SoapUI is an open-source web service testing application for service-oriented architectures (SOA) and representational state transfers (REST). Its functionality covers web service inspection, invoking, development, simulation and mocking, functional testing, load and compliance testing. OASP4J IDE comes preinstalled with this plugin. Note: There is no update site for this tool.

Why use it?

SoapUI is a free and open source cross-platform Functional Testing solution. With an easy-to-use graphical interface, and enterprise-class features, SoapUI allows you to easily and rapidly create and execute automated functional, regression, compliance, and load tests. In a single test environment, SoapUI provides complete test coverage and supports all the standard protocols and technologies.For more details see here .

Installation and Usage:

As soon as , IDE is configured, soapUI can be seen in Windows→Preferences.

Figure 14. soap-preferences


Soap ui Perspective can be opened as shown in below pictures

Figure 15. soap-perspective


Creation of new Project

Once Soap UI perspective is opened, right click on projects and "select New Soap UI Project"

Figure 16. soap-new-project


Once above option is selected, a new dialog is opened as shown below:

Figure 17. soap-create-new-project


Provide initial wsdl and project name, and your soap project is created and ready for testing your webservice.
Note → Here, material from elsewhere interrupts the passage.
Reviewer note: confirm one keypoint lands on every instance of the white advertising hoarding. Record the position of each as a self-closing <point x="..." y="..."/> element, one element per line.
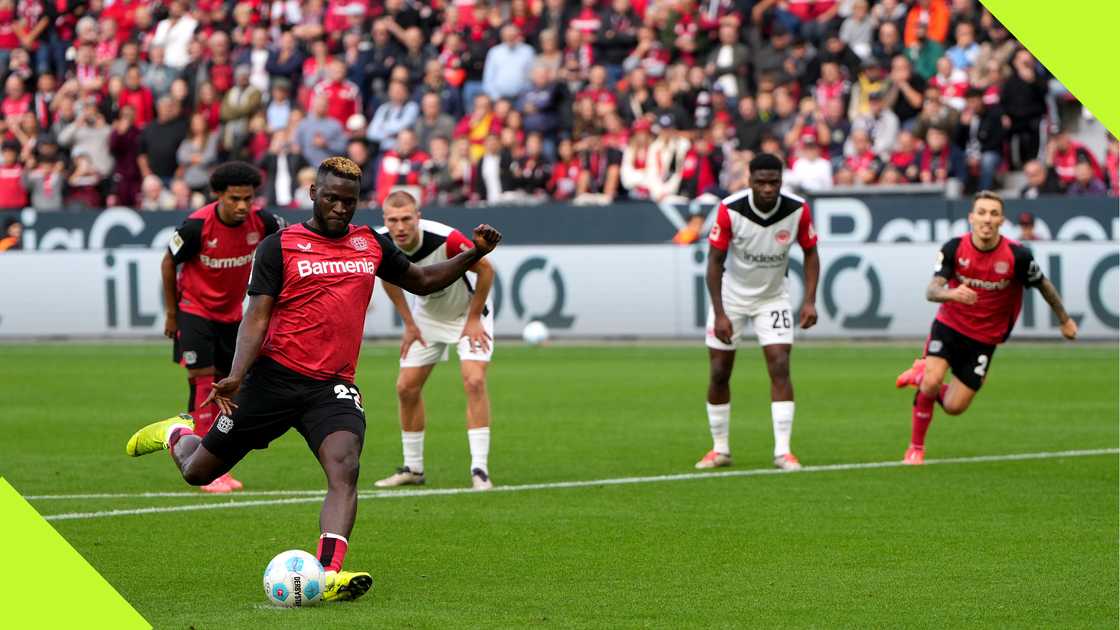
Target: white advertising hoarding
<point x="867" y="290"/>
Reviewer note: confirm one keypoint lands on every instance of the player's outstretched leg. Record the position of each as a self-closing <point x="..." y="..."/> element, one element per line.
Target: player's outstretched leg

Figure 18. soap-req-response


So, once project is created, and if "create Requests" option is selected , while creation of project, a new request with all the details mentioned in provided WSDL is created.

As , seen in above picture, when u click on "Request1 " node on project tree pane,on the left side request is generated automatically, and when u click on arrow button on tool bar,response is generated with the desired result.

For load testing, and functional testing, refer this link

5.15. License

The devonfw-ide is open-source software and can be used free (also commercially). To use it you need to agree with this license.